Dante pressed the defibrillator against Serena's chest — a woman with a perfectly healthy heart — while I lay three feet away, unable to breathe.

Serena nestled into his arms. Over his shoulder, where he couldn't see, she looked directly at me and smiled.

When Dante finally glanced my way, he sneered.

"Get up, Arabella. You're not fooling anyone."

"Serena's heart gives out and suddenly yours does too? At least be original."

He kicked me once in the chest — not hard enough to break bone, but hard enough to feel like a death sentence — then walked out with Serena, slamming the door behind him.

The impact rattled my skull.

But I didn't reach for my pills.

Instead, shaking, gasping, vision swimming, I dragged myself to the hallway console and pulled up the apartment's security footage.

Every second of it.
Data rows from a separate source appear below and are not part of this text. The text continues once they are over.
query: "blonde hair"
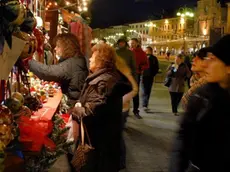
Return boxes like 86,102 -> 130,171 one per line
116,56 -> 138,111
92,44 -> 117,69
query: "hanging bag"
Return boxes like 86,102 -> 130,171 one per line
71,118 -> 94,171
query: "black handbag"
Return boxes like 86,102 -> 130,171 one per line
164,76 -> 172,87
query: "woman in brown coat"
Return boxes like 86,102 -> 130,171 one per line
72,44 -> 123,172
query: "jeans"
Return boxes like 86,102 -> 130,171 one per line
142,76 -> 154,107
170,92 -> 183,113
133,74 -> 141,113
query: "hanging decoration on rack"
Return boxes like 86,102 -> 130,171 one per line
0,0 -> 36,54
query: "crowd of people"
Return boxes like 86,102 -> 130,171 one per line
25,33 -> 230,172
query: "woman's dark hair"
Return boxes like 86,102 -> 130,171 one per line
177,54 -> 184,59
131,38 -> 139,43
101,38 -> 107,43
54,33 -> 82,58
146,46 -> 153,52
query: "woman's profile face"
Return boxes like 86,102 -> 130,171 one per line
89,51 -> 98,72
54,41 -> 63,57
205,54 -> 230,83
The defibrillator. The kick. Serena's smile.

I sent the full recording to Ethan's encrypted server.

With this, Dante couldn't talk his way out of anything. Not anymore.

If he wanted to walk this road to the end, then I'd make sure it led straight to a prison cell.

After that, I don't know how long I lay on the floor.

Minutes. Maybe longer.

The doorbell rang. Ethan pushed through the unlocked door, took one look at me, and went white.

"Hold on — I'm calling an ambulance. Hold on."

The paramedics said my heart had gone into acute failure. The bypass surgery — originally scheduled for next week — had to happen now.

Tonight's surgeon on call was Dante.

When the nurse briefed him outside the OR, he didn't look at the patient file. He was checking his phone — texting Serena about weekend plans.

"One percent survival rate," the nurse said carefully.

Dante shrugged, already gloving up. "Not zero. Let's get this over with."

He strode into the operating room, picked up the scalpel, and reached for the surgical drape covering the patient's face.

He pulled it back.

The scalpel clattered onto the steel tray.

Every drop of color drained from his face.

"Ara... bella?"

Before he could form another word, the OR doors slammed open.

Two men in dark suits stepped inside, badges raised.

"Put the scalpel down, Dr. Moretti."

"Based on evidence in our possession, you are under investigation for medical fraud, criminal negligence, and attempted manslaughter."

"Your medical license is suspended effective immediately. Step away from the patient."

The surgical light blazed white against Dante's face, illuminating the exact moment his world collapsed.